Wheat from occupied Ukrainian farmland also makes its way to Iran. Some shipments travel across the Caspian Sea, while others pass through the Suez Canal to the Persian Gulf.

Cases of grain from the occupied territories reaching other countries are known, but they tend to be isolated. Individual incidents have involved Libya, the Gulf states, and even one involving Albania. In Yaresko's view, however, the Albanian example was simply an instance of Russian counterparties deceiving their European customers.

A war of attrition

Following the scandal in Haifa, the Israeli side said it was prepared to cooperate with Ukraine on monitoring grain export, a fact that Taras Vysotskyi confirmed in a recent interview. According to Yaresko, the episode also had a positive effect on other countries: “Turkey became more open to cooperation afterward. Yes, we can't always persuade the Turks, but we don't expect to. The main goal is to make this trade commercially unprofitable.”

SeaKrime does not expect to stop Russia's exports of Ukrainian grain altogether.
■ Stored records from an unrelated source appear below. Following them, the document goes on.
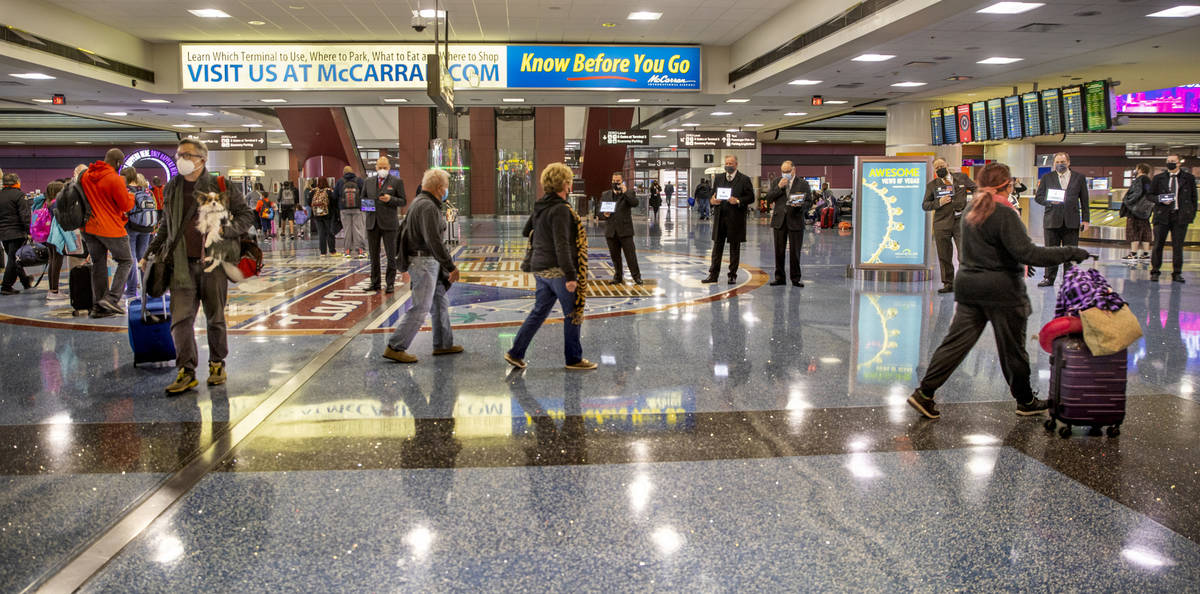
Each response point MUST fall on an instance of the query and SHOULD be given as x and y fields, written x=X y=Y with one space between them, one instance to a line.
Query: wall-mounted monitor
x=1013 y=121
x=979 y=120
x=1051 y=111
x=1073 y=111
Instead, the project's aim is to make them more difficult and more expensive. Every month that a cargo ship spends sitting in port awaiting a decision costs its owner money, and having to change a vessel's flag is another financial burden.
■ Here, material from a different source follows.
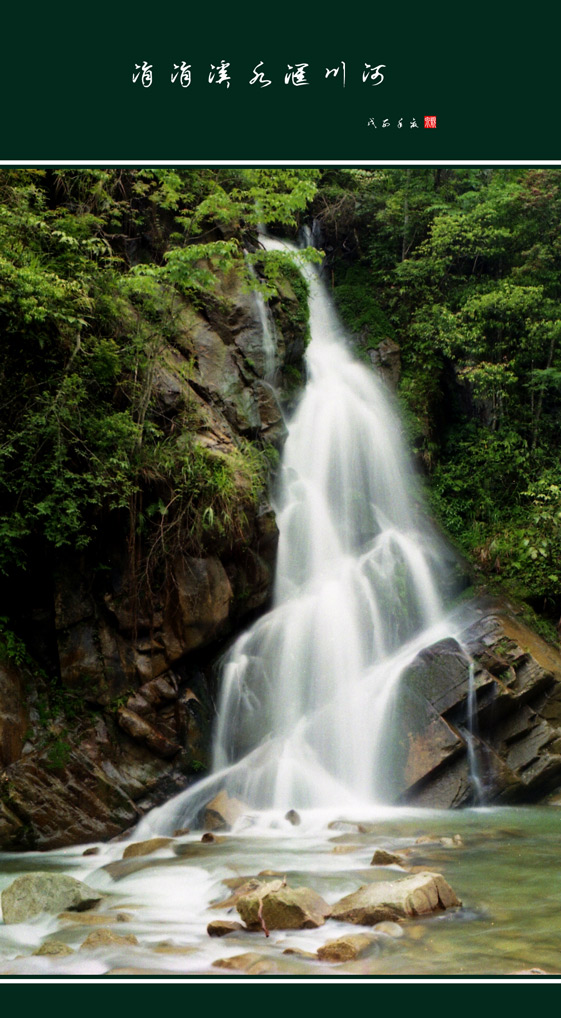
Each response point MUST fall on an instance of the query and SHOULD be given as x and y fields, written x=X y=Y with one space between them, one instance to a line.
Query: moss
x=358 y=307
Since 2018, Ukraine has followed the same procedure whenever a ship called at a Crimean port, Yaresko says. The Ukrainian embassy in the vessel's flag state would seek to have its registration revoked. After that, obtaining a new flag costs about $50,000, she says, and all of the ship's documentation must then be reissued. The process takes about a month. Then, when the renamed vessel returns to Crimea, the cycle begins again.

Such ships are also placed under Ukrainian sanctions, creating problems for them in other ports. The cargo ship Caffa is a case in point. According to Yaresko, once a vessel has been caught transporting Ukrainian grain, it generally ends up specializing in that trade, as scrutiny from importing countries increases regardless of the contents of future cargoes.
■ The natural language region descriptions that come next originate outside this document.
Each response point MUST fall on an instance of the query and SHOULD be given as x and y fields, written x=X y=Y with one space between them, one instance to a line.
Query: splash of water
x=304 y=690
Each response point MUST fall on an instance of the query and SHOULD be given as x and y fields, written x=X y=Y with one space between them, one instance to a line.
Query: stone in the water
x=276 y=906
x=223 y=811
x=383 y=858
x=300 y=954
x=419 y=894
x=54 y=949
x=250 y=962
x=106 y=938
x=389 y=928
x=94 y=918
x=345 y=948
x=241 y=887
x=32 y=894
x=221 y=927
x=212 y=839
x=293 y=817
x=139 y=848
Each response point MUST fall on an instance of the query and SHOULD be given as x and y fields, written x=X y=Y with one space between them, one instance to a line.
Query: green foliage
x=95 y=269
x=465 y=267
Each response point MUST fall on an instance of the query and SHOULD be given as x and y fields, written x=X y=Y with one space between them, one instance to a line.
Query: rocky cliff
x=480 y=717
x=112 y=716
In reality, Russia has other ways of moving wheat out of the occupied territories, but they have their drawbacks. Shipments by road and rail are much harder to track, but maritime transport is both cheaper and more efficient. It also serves another purpose: keeping the occupied ports alive. In occupied Feodosia, Kerch, and Berdiansk, the ports are the cities' principal employers, Yaresko notes:

“For them, it's a matter of prestige. People in port cities are acutely aware of the difference. They remember when ships arrived one after another. Now the ports are deteriorating. In Kamyshova Bay in Sevastopol, for example, the grain elevators are no longer operational, so grain is loaded using improvised equipment. In Feodosia, there isn't even a tugboat to bring ships alongside the pier. They have to borrow one from the military or bring one over from Kerch. Sometimes the port asks the company loading the grain to pay the electricity bill. They don't have enough money — not only for repairs, but even for salaries and utility payments.”

Indeed, cargo throughput at ports in the Russian-occupied parts of Ukraine has fallen dramatically since the start of the full-scale war. The occupation authorities recently reported that “263,600 metric tons and 211,300 metric tons of cargo were handled through the ports of Mariupol and Berdiansk, respectively, between January and November 2025.” By comparison, in 2019 Mariupol handled 5.9 million metric tons of cargo, while Berdiansk processed nearly 2.1 million metric tons.

Crimea's ports have also gone through several rounds of downsizing. In 2018, more than half of their roughly 6,000 employees were laid off, and another 321 workers were dismissed in 2020.

Under these conditions, normal port operations have broken down. “Normally, a ship can be loaded in a day. But here, they take four or five days. Before that, the vessel sits waiting for anywhere from two weeks to a month,” Yaresko explains. “Then, for security reasons, it may spend another month waiting for military clearance to depart. Once it reaches Syria, it can sit in the destination port for another two weeks. I have serious doubts about the efficiency of these operations.”

Ukrainian investigators see this as, at least in part, the result of their own efforts.